I am making claims about scientists' use of Twitter, so I need a corpus of non-scientists' tweets for comparison. But there is a big issue with all collections of Twitter data: what constitutes a representative sample? Literary scholars can restrict appeal to a canon for their selection of texts. Samples of blogs often focus on those that get the most links; samples of academic texts often choose the highest-impact journals in a field, or heavily-cited papers; samples of news often go to newspapers with large circulations or those that make some claim to be newspapers of record. But the Twitter feeds with the most followers are celebrities, and in some ways they are the least typical; they may be doing something quite different from the writers that interest me.
My science Twitter feeds are to some degree about their scientific field, so I looked for non-science feeds that were focused on specialist topics (wine, food, horses, dogs, parenting, transport). Also, my science Twitter writers each had about 1000 to 5000 followers, showing they were popular and consistent enough to attract readers far beyond their friends and connections, but not so popular that they were mainly science journalists or popularisers. So I started by looking for non-science Twitter feeds that had a similar number of followers. I searched the topic lists at We Follow and Twitter for various non-science topics. I threw out those that had too many or too few followers, those that posted infrequently, or that were just adjuncts to a blog or other site. I ruled out the feeds that claimed to be written by dogs. And I came up with this list:
@alicefeiring - American who writes about natural wines.
@anniemole - Blog name of the writer of the great Going Underground blog, about the London transit system; her day job seems to be working for a foodie web site.
@cliffysmom - Nancy J. Bailey, an American who writes about and paints pictures of horses.

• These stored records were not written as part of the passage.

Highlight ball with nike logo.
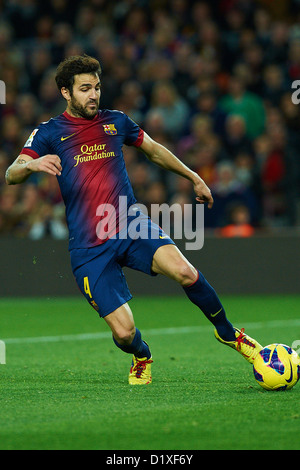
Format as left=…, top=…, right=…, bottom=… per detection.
left=253, top=343, right=300, bottom=391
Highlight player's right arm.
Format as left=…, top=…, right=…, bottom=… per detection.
left=5, top=154, right=62, bottom=185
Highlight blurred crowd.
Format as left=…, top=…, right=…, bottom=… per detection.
left=1, top=0, right=300, bottom=240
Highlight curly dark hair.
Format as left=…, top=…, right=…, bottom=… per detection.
left=55, top=55, right=102, bottom=94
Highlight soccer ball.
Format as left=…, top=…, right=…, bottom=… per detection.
left=253, top=343, right=300, bottom=391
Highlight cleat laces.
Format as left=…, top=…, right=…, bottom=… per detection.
left=133, top=358, right=153, bottom=378
left=236, top=328, right=255, bottom=354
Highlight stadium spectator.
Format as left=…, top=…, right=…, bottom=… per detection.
left=223, top=113, right=253, bottom=158
left=0, top=184, right=21, bottom=234
left=219, top=75, right=266, bottom=139
left=147, top=80, right=190, bottom=138
left=217, top=203, right=255, bottom=238
left=206, top=160, right=258, bottom=228
left=192, top=91, right=228, bottom=138
left=177, top=114, right=216, bottom=158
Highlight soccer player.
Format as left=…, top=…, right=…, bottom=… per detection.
left=5, top=55, right=262, bottom=384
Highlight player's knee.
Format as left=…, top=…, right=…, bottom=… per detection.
left=175, top=262, right=198, bottom=286
left=113, top=326, right=135, bottom=345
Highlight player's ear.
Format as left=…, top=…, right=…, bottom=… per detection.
left=61, top=87, right=71, bottom=101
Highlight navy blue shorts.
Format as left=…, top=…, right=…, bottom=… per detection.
left=70, top=213, right=174, bottom=317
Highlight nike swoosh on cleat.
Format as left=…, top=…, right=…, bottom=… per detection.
left=159, top=236, right=168, bottom=239
left=286, top=360, right=293, bottom=383
left=61, top=133, right=76, bottom=141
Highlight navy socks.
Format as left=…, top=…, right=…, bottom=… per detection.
left=183, top=270, right=236, bottom=342
left=113, top=328, right=151, bottom=359
left=113, top=270, right=235, bottom=360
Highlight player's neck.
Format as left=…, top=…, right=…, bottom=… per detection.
left=64, top=108, right=99, bottom=121
left=65, top=107, right=80, bottom=119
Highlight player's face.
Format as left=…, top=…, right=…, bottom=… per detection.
left=68, top=73, right=101, bottom=119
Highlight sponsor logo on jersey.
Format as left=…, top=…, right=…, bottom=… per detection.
left=74, top=143, right=115, bottom=167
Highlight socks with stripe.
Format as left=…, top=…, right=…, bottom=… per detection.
left=183, top=270, right=236, bottom=342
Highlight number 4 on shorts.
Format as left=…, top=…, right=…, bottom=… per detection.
left=0, top=340, right=6, bottom=364
left=84, top=276, right=92, bottom=299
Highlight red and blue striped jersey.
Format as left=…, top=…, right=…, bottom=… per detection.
left=21, top=110, right=144, bottom=249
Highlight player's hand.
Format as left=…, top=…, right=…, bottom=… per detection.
left=27, top=154, right=62, bottom=177
left=193, top=177, right=214, bottom=209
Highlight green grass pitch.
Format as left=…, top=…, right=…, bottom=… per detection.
left=0, top=295, right=300, bottom=450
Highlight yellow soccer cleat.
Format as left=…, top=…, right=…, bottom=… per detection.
left=214, top=327, right=263, bottom=364
left=128, top=356, right=153, bottom=385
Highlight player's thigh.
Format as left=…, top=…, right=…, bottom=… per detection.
left=122, top=213, right=175, bottom=276
left=104, top=302, right=136, bottom=344
left=151, top=244, right=198, bottom=285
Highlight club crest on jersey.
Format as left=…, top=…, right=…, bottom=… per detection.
left=103, top=124, right=117, bottom=135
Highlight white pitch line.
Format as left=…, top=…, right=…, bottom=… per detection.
left=2, top=318, right=300, bottom=345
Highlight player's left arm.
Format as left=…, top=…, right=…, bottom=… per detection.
left=139, top=131, right=214, bottom=208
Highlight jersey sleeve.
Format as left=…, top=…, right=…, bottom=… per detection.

@EnglishMum - mostly about food and travel, not parenting.
@dogloversdigest - Kevin Myers, dog breeding and training.
@mochadad - American writing about parenting and dating.
@paulawhite - An American teacher of English.
@SecondAveSagas - one of several Twitter feeds by Benjamin Kabak, this one focuses on the New York transit system.
@shunafish - Shuna Fish Lydon, a New York pastry chef.
@woodswines - Simon Woods, a British wine writer.
Of course many other selections would be possible, and there is perhaps some personal bias here: food, wine, cities, but no politics, music, sports, or celebrity gossip. But it was important that these people have some sort of expertise in their specialist areas, so that they might be doing something roughly comparable to the scientists using Twitter.
I wanted to keep them in separate files, so I couldn't just follow them and copy out the feed as it appeared in my box. I took about 10,000 words of each feed, to compare with the sample of ten science bloggers. There are problems with this approach to collecting the sample and preparing a corpus, but I'll come to them in another post.